Are Steelers preseason games still real to you, damn it?

Syndication: Florida Times-Union Corey Perrine/Florida Times-Union / USA TODAY NETWORK

I know the Steelers are still a few weeks away from reporting to training camp, so why am I jumping the gun to talk about preseason football?

Because it’s a slow news day. You got me. It’s early July, and it's a slow news day for football. Quick, go tell the others!

Anyway, I stumbled upon some old Steelers preseason games on YouTube last summer, and for whatever reason, that got me interested in exhibition football for the first time in a very long while. Why? Was it because I wanted to see who clinched those last five or six roster spots? No, silly! Was it because I wanted to see how those camp sensations panned out? Not really, and even if that was the reason, I can’t remember who the 2022 training camp sensations even were (no offense to them, of course).

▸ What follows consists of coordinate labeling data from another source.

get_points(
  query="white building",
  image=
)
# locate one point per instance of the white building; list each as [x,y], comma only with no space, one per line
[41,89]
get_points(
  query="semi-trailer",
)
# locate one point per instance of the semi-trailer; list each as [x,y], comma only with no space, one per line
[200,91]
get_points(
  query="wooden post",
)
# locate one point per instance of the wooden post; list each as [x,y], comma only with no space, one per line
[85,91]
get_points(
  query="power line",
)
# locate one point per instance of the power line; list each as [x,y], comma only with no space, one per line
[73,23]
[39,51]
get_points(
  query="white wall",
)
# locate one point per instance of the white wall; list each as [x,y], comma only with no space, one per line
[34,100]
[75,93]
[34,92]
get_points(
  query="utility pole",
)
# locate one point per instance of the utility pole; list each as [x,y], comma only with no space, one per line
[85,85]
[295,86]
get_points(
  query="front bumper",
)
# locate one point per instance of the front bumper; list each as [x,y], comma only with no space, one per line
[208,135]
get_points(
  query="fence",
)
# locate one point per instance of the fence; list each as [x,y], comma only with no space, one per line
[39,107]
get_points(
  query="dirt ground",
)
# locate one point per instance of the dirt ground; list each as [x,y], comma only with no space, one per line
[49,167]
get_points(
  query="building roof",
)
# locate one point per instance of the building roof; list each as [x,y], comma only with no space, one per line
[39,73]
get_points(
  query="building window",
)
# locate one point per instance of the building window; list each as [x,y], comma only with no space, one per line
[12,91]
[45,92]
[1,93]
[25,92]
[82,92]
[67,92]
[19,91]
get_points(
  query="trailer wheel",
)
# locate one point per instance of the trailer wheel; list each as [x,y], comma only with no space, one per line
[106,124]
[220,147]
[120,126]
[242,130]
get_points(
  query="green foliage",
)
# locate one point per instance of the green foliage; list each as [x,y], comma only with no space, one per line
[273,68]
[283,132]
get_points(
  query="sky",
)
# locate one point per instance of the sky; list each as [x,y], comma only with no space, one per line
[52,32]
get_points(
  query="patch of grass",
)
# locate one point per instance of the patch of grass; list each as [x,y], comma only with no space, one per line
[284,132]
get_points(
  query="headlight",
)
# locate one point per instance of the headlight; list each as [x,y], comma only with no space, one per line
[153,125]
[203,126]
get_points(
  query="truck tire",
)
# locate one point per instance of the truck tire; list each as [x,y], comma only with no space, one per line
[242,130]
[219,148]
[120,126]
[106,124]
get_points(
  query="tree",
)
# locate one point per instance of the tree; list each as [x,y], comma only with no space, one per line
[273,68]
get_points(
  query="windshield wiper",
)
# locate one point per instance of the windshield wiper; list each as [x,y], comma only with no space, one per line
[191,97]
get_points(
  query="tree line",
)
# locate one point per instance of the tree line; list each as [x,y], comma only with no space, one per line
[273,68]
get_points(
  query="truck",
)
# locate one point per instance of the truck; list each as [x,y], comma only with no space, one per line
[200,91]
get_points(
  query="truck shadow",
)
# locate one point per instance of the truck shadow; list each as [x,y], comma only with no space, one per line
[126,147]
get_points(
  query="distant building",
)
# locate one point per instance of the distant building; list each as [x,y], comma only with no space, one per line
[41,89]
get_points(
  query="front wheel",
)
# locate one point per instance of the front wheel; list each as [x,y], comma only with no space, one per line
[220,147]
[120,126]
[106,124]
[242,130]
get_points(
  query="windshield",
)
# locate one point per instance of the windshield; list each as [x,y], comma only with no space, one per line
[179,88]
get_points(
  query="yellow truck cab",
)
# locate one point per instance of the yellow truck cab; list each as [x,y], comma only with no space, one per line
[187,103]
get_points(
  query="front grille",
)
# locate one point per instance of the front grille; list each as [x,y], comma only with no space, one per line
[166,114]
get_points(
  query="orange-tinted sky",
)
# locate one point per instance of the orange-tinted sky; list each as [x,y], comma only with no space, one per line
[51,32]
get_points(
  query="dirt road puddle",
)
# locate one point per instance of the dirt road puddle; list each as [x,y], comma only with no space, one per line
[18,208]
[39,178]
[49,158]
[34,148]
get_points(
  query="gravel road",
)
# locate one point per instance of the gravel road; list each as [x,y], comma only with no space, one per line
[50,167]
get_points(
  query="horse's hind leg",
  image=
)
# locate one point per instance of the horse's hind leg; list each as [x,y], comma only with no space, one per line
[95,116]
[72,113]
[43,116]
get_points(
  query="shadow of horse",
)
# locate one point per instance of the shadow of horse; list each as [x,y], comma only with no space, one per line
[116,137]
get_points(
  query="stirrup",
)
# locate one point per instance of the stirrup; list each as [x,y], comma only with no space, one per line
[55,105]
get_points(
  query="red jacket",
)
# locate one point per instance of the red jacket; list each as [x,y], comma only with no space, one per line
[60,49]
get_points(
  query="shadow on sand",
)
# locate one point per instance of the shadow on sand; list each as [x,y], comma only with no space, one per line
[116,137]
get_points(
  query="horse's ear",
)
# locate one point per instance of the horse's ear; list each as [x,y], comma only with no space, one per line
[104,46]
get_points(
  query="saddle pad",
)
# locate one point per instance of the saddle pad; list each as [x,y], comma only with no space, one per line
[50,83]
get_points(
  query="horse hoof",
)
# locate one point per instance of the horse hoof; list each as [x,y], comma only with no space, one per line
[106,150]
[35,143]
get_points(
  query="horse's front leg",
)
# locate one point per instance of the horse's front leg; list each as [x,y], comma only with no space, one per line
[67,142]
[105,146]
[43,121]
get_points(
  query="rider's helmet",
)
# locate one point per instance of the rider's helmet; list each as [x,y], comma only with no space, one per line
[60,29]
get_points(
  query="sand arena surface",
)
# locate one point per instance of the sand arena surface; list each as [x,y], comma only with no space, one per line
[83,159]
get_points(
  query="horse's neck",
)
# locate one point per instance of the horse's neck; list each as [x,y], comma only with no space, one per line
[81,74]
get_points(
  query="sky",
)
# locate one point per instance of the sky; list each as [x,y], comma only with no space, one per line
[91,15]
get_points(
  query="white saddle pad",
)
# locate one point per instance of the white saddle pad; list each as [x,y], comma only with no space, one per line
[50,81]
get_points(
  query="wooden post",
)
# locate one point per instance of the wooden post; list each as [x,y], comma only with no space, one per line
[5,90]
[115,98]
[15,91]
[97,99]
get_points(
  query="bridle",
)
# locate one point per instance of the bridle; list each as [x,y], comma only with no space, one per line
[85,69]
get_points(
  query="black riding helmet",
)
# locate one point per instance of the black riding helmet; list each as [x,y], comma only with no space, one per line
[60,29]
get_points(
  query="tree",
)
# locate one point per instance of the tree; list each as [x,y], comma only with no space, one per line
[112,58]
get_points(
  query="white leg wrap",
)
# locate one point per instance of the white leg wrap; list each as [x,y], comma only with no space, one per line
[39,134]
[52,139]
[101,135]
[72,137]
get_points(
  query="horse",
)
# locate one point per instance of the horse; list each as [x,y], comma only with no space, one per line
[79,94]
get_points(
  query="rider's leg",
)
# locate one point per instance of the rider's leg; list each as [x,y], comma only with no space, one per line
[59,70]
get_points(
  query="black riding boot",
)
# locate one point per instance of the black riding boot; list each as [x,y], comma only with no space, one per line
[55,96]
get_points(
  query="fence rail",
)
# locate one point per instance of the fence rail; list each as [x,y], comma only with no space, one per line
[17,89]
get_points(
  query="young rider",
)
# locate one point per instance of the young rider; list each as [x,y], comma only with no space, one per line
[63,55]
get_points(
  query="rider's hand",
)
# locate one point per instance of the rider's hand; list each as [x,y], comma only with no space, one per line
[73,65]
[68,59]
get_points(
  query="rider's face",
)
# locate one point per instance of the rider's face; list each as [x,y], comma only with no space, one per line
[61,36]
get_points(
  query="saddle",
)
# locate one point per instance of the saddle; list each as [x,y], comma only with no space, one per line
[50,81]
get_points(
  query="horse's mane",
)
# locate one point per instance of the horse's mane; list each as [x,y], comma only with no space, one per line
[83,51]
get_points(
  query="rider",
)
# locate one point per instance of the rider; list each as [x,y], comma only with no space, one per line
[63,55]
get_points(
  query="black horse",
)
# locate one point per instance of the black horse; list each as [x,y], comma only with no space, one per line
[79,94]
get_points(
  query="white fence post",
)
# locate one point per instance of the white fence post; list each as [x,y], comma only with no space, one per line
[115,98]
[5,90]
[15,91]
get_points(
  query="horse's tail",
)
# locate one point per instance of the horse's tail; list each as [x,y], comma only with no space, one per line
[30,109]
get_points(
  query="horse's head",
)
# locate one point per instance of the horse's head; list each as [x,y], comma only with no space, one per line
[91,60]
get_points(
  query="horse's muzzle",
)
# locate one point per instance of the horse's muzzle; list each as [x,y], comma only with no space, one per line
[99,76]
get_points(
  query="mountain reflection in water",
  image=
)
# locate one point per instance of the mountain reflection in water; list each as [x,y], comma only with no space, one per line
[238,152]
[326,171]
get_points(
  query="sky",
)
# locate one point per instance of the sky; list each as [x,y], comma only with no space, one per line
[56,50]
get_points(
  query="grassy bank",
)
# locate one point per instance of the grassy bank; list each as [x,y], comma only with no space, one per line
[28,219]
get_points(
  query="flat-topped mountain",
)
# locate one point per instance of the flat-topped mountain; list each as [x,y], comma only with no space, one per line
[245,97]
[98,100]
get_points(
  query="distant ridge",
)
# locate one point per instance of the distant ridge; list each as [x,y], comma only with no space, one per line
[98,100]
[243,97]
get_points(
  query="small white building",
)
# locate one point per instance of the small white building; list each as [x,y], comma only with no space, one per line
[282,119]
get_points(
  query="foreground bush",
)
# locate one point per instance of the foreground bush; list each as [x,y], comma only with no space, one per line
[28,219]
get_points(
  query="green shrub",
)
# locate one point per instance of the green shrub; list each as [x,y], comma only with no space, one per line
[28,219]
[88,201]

I was really just fascinated by the notion that the Steelers treated preseason games much more importantly back then than they do in the modern era; this supposedly less-serious treatment is a consequence of higher salaries, guaranteed contracts and the salary cap.

“The starters played a lot more back then,” many had been insisting for a while. “The Steelers have to get back to leaving their top guys in longer so they can develop chemistry.”

First off, are you crazy?

That’s a rhetorical question, and I don’t have a second off.

I watched a couple of games last year—contests from the 1970s and 1980s—and realized that good old Chuck Noll, the wise and all-knowing Emperor, didn’t play a lot of his starters a lot of the time during preseason action.

Noll resting his starters was a thing before the Super Bowl dynasty of the 1970s, during the Super Bowl dynasty of the 1970s and kept being a thing even once the malaise of the 1980s kicked in.

I guess my point is this: Preseason football has always been rather unimportant. Sure, the starters may have played all four quarters of the final game back then, while they only play half of one of the exhibition games, today. But few head coaches have ever been brazen enough to risk a superstar’s health in an August football game for the sake of developing chemistry in time for September football games.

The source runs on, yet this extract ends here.